CARERS are set for a £600 annual windfall under plans unveiled by First Minister Nicola Sturgeon yesterday.
The First Minister used her address to the SNP conference in Aberdeen to pledge the 50,000 Scots who receive the Carer’s Allowance would see the welfare payment rise to match the Jobseeker’s Allowance.
The £40 million-a-year promise will kick in once the promised devolution of some welfare powers to Holyrood takes place after next year’s election.
Miss Sturgeon used her speech to set out her vision for a “can do Scotland” with a pledge to improve nursery care and pour an extra £200 million into the NHS to tackle waiting lists for hip and knee replacements, as well as cataract surgery.
The First Minister made minimal reference to a second referendum and instead said voters in next May’s Holyrood election should judge the SNP on its record in government but added the “educational divide between rich and poor” was her big priority.
She explained: “It matters so much to me that I’ve done something politicians don’t often do.
“I’ve put my own neck on the line.
“If I’m standing here seeking re-election five years from now I want to be judged on the progress we make.
“Access to high quality early years education for children from deprived backgrounds is the most effective way to
reduce the gap in attainment.
“That is why, in the next parliament, our most transformative infrastructure project will not be a bridge or a road or a railway important though all those things are.
“Our flagship infrastructure project will be a revolution in early years education and childcare.”
The SNP proposes to “substantially increase” the number of qualified teachers working in nurseries, with the First Minister pledging that by 2018 every nursery in Scotland’s most deprived areas will have an additional qualified teacher or childcare graduate.
The SNP has already committed to expanding free nursery care for vulnerable two year olds and all three and four year olds to 30 hours a week.
Miss Sturgeon revealed that “as we expand the hours of childcare that children are entitled to we will also increase the flexibility of it”.
She added: “Over the next parliament we will ensure that parents can opt to take their available hours of childcare to better suit their working patterns. They will, increasingly, be able to take them as full day sessions as well as half days. And they will have the right to spread those hours over the summer holidays as well as term time.”
If the SNP is voted into government for a record third time, the party has pledged an extra £200 million for the NHS to create a new network of elective treatment centres.
The Golden Jubilee Hospital in Clydebank is already home to a specialist unit carrying out procedures such as hip and knee replacements and cataract surgery.
It would be expanded, with five new centres set up in Edinburgh, Livingstone, Dundee, Inverness and Aberdeen.

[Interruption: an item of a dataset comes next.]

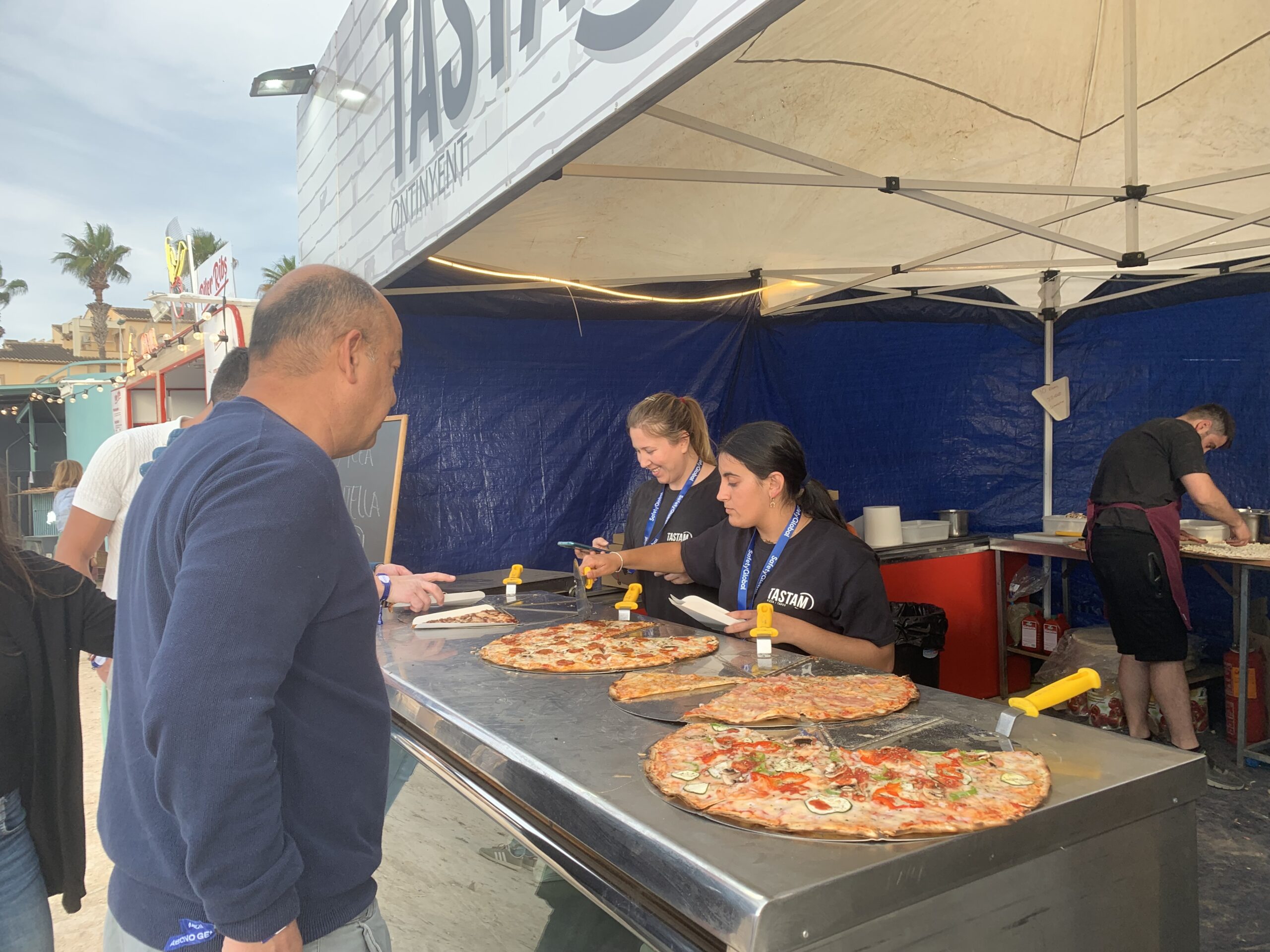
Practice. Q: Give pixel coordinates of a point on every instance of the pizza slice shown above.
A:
(484, 616)
(648, 685)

Ms Sturgeon hailed that as “real action” from the SNP government “making our NHS fit for the future”.
There was also a promise to carers, with the SNP leader saying she would use new powers over welfare that are coming to Holyrood as part of the Scotland Bill to increase the amount of cash they receive.
If her party wins in May she said the SNP will publish a Scottish Social Security Bill in the first year of the new parliament, setting out how it would use the “limited new welfare powers”.
She told the conference: “I can confirm one of the specific commitments that the Bill will include.
“The contribution carers make to our society is priceless. But the support they receive in the form of Carer’s Allowance is the lowest of all working age benefits.
“That is simply not fair.
“That is why I’m delighted to announce today that when our government gets the power to do so we will begin to increase Carer’s Allowance so that it is paid at the same level as Jobseeker’s Allowance.”
A spokesman for the Scottish Conservatives pointed out the idea to upgrade the Carer’s Allowance of £62.10 to the Jobseeker’s Allowance rate of £73.10, was announced by their leader Ruth Davidson two weeks ago.
He said: “Nicola Sturgeon seems to have been unsure in her speech whether to attack Conservative plans or steal them.”